The BIPA requires companies that collect and use biometric information to obtain a written release prior to collecting such data. Under the BIPA, individuals may sue for violations and, if successful, can recover liquidated damages ranging from $1,000 (or actual damages, whichever is greater) for each violation for negligent violations to $5,000 for each violation for intentional or reckless violations — plus attorneys’ fees and costs. Our FAQs provide basic information on the BIPA and include recommendations and best practices for companies that collect or use biometric information.
Martin Ragsdale, on behalf of the class, claims that Oak Park requires a minimum of two fingerprint scans from employees each day — for clocking in and clocking out. Ragsdale argues that the nursing home’s practice is “invasive” and “exposes the workers to serious and irreversible privacy risks — risks that BIPA was designed to avoid — including the ever-present risk of a data breach.”

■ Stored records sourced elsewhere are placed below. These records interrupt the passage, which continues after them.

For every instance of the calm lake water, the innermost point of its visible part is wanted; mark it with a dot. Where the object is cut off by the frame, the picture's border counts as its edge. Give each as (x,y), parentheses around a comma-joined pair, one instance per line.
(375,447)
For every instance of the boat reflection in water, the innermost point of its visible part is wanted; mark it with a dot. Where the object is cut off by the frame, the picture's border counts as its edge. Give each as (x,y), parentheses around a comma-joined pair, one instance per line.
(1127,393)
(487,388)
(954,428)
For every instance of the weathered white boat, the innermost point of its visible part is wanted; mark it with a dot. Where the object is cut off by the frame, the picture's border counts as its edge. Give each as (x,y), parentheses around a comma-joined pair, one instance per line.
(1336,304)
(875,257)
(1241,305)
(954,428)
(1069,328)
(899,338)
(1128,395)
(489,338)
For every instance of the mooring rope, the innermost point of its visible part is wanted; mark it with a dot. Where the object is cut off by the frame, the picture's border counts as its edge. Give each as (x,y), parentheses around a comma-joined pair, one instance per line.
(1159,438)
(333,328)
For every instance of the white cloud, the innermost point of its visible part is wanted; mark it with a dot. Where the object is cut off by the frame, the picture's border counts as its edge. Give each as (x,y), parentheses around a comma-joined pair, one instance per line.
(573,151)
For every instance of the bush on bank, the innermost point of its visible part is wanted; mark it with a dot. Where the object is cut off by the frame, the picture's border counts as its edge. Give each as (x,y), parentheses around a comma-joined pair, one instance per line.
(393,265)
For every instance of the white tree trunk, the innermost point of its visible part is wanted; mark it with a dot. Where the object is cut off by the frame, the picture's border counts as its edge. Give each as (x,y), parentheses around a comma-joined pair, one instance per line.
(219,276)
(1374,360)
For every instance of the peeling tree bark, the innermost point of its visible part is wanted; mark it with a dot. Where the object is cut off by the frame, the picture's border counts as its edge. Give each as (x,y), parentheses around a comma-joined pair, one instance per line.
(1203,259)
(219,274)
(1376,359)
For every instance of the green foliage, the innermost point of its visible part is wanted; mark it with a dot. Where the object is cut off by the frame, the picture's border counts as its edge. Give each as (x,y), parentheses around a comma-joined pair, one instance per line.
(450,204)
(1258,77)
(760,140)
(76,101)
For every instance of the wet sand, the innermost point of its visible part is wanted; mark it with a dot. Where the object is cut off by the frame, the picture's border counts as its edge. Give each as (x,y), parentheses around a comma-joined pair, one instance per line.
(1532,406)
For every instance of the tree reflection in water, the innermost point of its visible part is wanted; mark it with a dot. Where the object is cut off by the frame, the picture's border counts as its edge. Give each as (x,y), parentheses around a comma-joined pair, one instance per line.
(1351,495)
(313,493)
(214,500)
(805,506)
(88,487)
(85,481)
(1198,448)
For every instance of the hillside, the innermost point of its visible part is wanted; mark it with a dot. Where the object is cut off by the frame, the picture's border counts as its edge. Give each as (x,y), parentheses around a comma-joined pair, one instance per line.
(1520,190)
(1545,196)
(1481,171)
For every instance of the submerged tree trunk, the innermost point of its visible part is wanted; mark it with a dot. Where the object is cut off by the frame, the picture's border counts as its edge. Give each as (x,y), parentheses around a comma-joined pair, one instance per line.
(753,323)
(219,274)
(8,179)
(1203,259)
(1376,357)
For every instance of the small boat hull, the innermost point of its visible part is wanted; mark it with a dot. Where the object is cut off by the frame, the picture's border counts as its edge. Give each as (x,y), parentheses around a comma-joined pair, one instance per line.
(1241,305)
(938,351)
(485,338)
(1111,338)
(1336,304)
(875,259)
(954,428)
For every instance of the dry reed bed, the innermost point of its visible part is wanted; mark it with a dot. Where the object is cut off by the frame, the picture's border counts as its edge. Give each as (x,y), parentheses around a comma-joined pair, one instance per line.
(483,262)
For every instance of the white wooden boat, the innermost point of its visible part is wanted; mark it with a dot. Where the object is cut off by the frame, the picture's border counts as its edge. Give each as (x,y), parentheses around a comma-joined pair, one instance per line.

Ragsdale, on behalf of the class, requests that the Illinois circuit court:
- Grant an injunction barring Oak Park from further collecting fingerprints,
- Require Oak Park to destroy fingerprints it has collected to date, and
- Award the class an unspecified amount in damages and legal fees.
New Trend of Employee Biometric Class Actions
From July 2017 to October 2017, at least 26 employment class actions based on the BIPA have been filed in Illinois state court. Similar to the suit against Oak Park, the class actions allege employer misuse of timekeeping systems that collect fingerprint scans. They claim the employer failed to provide proper notification and obtain written consent or neglected to institute a valid use policy.
Although some consider Illinois the leader in biometric data protection, other states have enacted laws similar to the BIPA, and still others are considering such legislation.
Questions to Consider
Companies that want to implement technology that uses employee or customer biometric information (for timekeeping, physical security, validating transactions, or other purposes) should consider the following:
- Whether the company actually captures biometric information as defined under applicable law;
- Whether the company provides proper notification and obtains written consent/release;
- How long biometric information is retained;
- How biometric information is accessed, stored, and safeguarded; and
- Whether the company has a data breach response plan that covers biometric data.
Many see the use of biometric technologies as a way to help secure other confidential information against data breaches that continue to cripple governments, businesses, and other organizations. Of course, biometric information is itself sensitive, personal information that requires protection, as demonstrated by the growing number of new laws.